# Install library

In [None]:
!pip install transformers datasets sentencepiece bert-score sacrebleu sacremoses

# Load dataset for en-vi from kde4

In [2]:
from datasets import load_dataset
#Load dataset from kde4 for en-vi
data = load_dataset('kde4', lang1='en', lang2='vi')
data



  0%|          | 0/1 [00:00<?, ?it/s]

DatasetDict({
    train: Dataset({
        features: ['id', 'translation'],
        num_rows: 42782
    })
})

In [3]:
# Get 5000 samples
small = data['train'].shuffle(seed=42).select(range(5000))



In [4]:
# Split train test dataset
ds = small.train_test_split(seed=42)
ds

DatasetDict({
    train: Dataset({
        features: ['id', 'translation'],
        num_rows: 3750
    })
    test: Dataset({
        features: ['id', 'translation'],
        num_rows: 1250
    })
})

In [5]:
ds['train'][0]

{'id': '20684', 'translation': {'en': 'Allylisothiocyanate', 'vi': 'Name'}}

In [6]:
import numpy as np

train = ds['train']['translation']
# Get max_input_len > 95% 
input_lens = [len(tr['en']) for tr in train]
max_input_len = int(np.percentile(input_lens,95))
max_input_len

103

In [7]:
# Get max_target_len > 95% 
target_lens = [len(tr['vi']) for tr in train]
max_target_len = int(np.percentile(target_lens,95))
max_target_len

93

In [8]:
from transformers import AutoTokenizer

#Load tokenizer form pretrained model
checkpoint = 'Helsinki-NLP/opus-mt-en-vi'
tokenizer = AutoTokenizer.from_pretrained(checkpoint)

In [9]:
#Define tokenizer function
def tokenizer_fn(batch):
  #List text for en
  inputs = [x['en'] for x in batch['translation']]
  #List text for vi
  targets = [x['vi'] for x in batch['translation']]

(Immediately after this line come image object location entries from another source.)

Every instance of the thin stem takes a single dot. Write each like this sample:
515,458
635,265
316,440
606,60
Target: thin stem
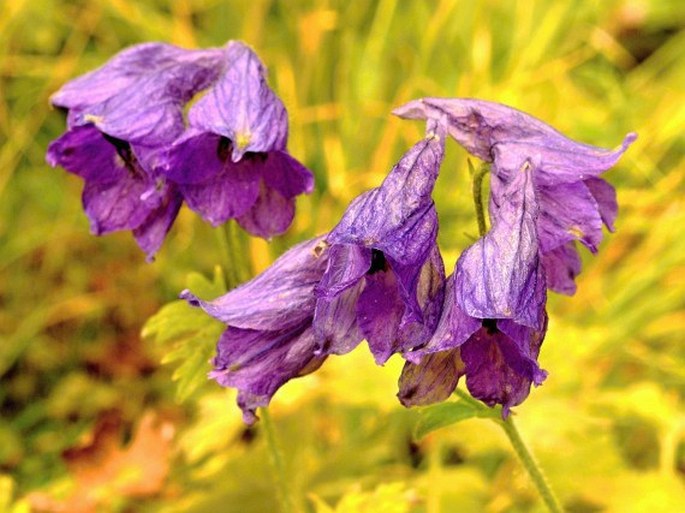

  #Tokenizer with max_input_len and max_target_len
  tokenized_inputs = tokenizer(inputs, max_length=max_input_len, truncation=True)
  tokenized_targets = tokenizer(text_target=targets, max_length=max_target_len, truncation=True)

  #Add a labels column that matches the requirements transformers library
  tokenized_inputs['labels'] = tokenized_targets['input_ids']
  return tokenized_inputs

In [10]:
#Apply tokenizer for en_text and vi_text
tokenized_ds = ds.map(
    tokenizer_fn,
    batched=True,
    #Remove unnecessary columns
    remove_columns=ds['train'].column_names
)

Map:   0%|          | 0/3750 [00:00<?, ? examples/s]

Map:   0%|          | 0/1250 [00:00<?, ? examples/s]

In [11]:
tokenized_ds

DatasetDict({
    train: Dataset({
        features: ['input_ids', 'attention_mask', 'labels'],
        num_rows: 3750
    })
    test: Dataset({
        features: ['input_ids', 'attention_mask', 'labels'],
        num_rows: 1250
    })
})

In [12]:
from transformers import AutoModelForSeq2SeqLM

#Download pretrained model from checkpoint
model = AutoModelForSeq2SeqLM.from_pretrained(checkpoint)

In [13]:
from transformers import DataCollatorForSeq2Seq

#Create data_collator for convert torch tensor
data_collator = DataCollatorForSeq2Seq(tokenizer, model=model)

In [14]:
from datasets import load_metric
#Load and test bert_metric
bert_metric = load_metric('bertscore')
bert_metric.compute(
    predictions=['Tôi đang học về dịch máy'],
    references=[['Tôi đã học dịch máy']],
    lang='vi'
)

  bert_metric = load_metric('bertscore')


{'precision': [0.9314209222793579],
 'recall': [0.9498319625854492],
 'f1': [0.940536379814148],
 'hashcode': 'bert-base-multilingual-cased_L9_no-idf_version=0.3.12(hug_trans=4.26.1)'}

In [15]:
#Load and test bleu_metric
bleu_metric = load_metric('sacrebleu')
bleu_metric.compute(
    predictions=['Tôi đang học về dịch máy'],
    references=[['Tôi đã học dịch máy']]
)

{'score': 19.304869754804482,
 'counts': [4, 1, 0, 0],
 'totals': [6, 5, 4, 3],
 'precisions': [66.66666666666667, 20.0, 12.5, 8.333333333333334],
 'bp': 1.0,
 'sys_len': 6,
 'ref_len': 5}

In [16]:
#Define compute_metrics function for evaluation
def compute_metrics(preds_and_labels):
  preds, labels = preds_and_labels

  # Convert predict to words
  decoded_preds = tokenizer.batch_decode(preds, skip_special_tokens=True)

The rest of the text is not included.